Renal microvascular oxygen tension during hyperoxia and acute hemodilution assessed by phosphorescence quenching and excitation with blue and red light

Abstract

Purpose The kidney plays a central physiologic role as an oxygen sensor. Nevertheless, the direct mechanism by which this occurs is incompletely understood. We measured renal microvascular partial pressure of oxygen (P_kO₂) to determine the impact of clinically relevant conditions that acutely change P_kO₂ including hyperoxia and hemodilution. Methods We utilized two-wavelength excitation (red and blue spectrum) of the intravascular phosphorescent oxygen sensitive probe Oxyphor PdG4 to measure renal tissue PO₂ in anesthetized rats (2% isoflurane, n = 6) under two conditions of altered arterial blood oxygen content (C_aO₂): 1) hyperoxia (fractional inspired oxygen 21%, 30%, and 50%) and 2) acute hemodilutional anemia (baseline, 25% and 50% acute hemodilution). The mean arterial blood pressure (MAP), rectal temperature, arterial blood gases (ABGs), and chemistry (radiometer) were measured under each condition. Blue and red light enabled measurement of P_kO₂ in the superficial renal cortex and deeper cortical and medullary tissue, respectively. Results P_kO₂ was higher in the superficial renal cortex (~ 60 mmHg, blue light) relative to the deeper renal cortex and outer medulla (~ 45 mmHg, red light).
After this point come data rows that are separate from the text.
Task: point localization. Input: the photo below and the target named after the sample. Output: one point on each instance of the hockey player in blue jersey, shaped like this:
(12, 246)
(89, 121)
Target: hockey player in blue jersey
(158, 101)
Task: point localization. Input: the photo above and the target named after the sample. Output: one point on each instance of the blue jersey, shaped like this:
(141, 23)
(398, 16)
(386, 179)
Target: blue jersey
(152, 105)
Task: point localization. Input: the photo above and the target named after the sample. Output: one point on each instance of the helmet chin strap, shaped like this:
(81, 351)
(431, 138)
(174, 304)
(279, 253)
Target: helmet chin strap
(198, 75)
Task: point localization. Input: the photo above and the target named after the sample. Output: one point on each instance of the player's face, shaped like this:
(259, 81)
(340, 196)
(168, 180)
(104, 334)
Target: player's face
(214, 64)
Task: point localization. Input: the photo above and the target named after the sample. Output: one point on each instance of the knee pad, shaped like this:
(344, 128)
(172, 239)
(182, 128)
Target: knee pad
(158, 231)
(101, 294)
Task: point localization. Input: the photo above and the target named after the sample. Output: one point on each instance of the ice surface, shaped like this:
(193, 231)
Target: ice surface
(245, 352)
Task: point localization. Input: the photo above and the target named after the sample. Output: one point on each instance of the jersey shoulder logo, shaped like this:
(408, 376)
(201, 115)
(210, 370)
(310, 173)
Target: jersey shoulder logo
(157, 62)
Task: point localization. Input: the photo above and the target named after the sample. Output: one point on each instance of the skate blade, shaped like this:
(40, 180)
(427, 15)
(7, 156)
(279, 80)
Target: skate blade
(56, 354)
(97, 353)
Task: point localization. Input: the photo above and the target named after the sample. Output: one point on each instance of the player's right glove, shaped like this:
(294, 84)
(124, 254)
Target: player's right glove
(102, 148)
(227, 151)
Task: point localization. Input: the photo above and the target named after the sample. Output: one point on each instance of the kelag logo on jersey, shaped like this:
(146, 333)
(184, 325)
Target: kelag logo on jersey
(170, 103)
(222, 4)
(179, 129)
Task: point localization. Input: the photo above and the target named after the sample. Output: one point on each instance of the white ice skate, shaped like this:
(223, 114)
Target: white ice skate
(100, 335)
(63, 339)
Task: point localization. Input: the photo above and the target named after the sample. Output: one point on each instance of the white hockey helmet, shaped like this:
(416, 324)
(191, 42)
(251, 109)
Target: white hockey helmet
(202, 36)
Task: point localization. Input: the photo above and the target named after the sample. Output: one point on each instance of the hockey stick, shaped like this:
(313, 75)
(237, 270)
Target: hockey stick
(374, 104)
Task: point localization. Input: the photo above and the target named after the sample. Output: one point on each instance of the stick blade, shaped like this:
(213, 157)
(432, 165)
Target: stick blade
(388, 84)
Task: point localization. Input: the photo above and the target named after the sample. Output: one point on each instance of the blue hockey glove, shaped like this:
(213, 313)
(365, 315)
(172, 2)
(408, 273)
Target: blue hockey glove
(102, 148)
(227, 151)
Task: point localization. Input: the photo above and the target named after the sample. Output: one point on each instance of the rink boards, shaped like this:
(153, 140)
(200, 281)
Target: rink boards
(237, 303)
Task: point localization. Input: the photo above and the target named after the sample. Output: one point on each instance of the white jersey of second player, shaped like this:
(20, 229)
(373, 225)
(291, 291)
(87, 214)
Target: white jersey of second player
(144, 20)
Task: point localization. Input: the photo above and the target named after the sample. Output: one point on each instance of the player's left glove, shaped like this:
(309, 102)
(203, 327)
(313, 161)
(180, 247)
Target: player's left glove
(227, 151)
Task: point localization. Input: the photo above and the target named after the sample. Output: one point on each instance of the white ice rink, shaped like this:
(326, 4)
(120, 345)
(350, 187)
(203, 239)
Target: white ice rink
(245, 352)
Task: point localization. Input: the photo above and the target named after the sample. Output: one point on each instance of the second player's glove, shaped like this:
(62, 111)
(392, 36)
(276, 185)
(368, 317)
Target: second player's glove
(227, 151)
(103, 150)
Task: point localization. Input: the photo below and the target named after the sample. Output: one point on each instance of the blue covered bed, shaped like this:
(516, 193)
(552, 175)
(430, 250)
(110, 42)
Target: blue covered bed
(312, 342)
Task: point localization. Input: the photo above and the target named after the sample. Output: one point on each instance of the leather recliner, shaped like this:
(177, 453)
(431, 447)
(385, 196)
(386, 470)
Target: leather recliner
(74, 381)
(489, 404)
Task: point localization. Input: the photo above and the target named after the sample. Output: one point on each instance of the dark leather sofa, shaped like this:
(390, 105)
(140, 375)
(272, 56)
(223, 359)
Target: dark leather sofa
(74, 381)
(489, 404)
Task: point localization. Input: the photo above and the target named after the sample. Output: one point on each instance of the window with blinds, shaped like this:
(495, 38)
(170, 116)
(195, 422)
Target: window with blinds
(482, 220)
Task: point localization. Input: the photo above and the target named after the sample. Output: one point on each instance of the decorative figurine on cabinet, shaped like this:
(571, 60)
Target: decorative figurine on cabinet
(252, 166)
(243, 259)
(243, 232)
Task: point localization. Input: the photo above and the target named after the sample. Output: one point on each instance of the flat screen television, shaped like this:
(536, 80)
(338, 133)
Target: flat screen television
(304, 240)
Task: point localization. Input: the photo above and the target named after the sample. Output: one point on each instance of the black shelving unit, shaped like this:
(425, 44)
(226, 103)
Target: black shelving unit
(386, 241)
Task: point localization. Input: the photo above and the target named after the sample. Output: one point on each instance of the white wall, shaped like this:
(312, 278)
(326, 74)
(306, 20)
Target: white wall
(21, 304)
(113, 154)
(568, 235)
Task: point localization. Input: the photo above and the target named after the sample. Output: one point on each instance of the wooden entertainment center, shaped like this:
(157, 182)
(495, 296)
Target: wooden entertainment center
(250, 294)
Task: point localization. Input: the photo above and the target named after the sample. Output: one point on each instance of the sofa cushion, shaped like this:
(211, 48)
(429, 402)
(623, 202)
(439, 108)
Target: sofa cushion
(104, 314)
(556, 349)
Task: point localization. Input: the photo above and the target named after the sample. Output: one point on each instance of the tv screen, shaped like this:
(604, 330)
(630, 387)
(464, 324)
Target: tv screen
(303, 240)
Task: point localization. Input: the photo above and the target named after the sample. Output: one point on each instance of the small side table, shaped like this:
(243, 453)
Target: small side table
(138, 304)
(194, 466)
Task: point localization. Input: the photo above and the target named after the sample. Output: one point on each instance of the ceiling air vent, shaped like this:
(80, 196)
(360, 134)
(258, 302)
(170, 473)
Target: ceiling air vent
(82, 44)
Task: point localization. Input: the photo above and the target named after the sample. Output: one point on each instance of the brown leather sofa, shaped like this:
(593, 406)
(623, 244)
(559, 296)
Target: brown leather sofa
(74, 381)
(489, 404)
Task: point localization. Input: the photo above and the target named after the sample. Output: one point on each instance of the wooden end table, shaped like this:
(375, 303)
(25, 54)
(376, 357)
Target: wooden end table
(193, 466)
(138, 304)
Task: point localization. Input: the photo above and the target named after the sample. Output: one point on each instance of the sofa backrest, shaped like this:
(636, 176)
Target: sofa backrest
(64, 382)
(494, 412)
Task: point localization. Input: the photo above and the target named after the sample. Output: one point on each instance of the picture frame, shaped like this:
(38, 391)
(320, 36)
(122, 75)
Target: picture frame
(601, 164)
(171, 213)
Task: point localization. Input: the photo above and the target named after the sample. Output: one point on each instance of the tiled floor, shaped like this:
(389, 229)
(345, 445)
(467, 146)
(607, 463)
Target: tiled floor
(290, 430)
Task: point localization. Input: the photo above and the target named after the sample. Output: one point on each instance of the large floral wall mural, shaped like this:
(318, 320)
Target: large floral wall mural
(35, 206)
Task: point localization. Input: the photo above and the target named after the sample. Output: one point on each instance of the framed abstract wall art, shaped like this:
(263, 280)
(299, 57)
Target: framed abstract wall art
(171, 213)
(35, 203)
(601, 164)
Hyperoxia resulted in a proportional increase in P_kO₂ values while hemodilution decreased microvascular P_kO₂ in a linear manner in both superficial and deeper regions of the kidney. In both cases (blue and red light), P_kO₂ correlated with C_aO₂ but not with MAP. Conclusion The observed linear relationship between C_aO₂ and P_kO₂ shows the biological function of the kidney as a quantitative sensor of anemic hypoxia and hyperoxia. A better understanding of the impact of changes in P_kO₂ may inform clinical practices to improve renal oxygen delivery and prevent acute kidney injury.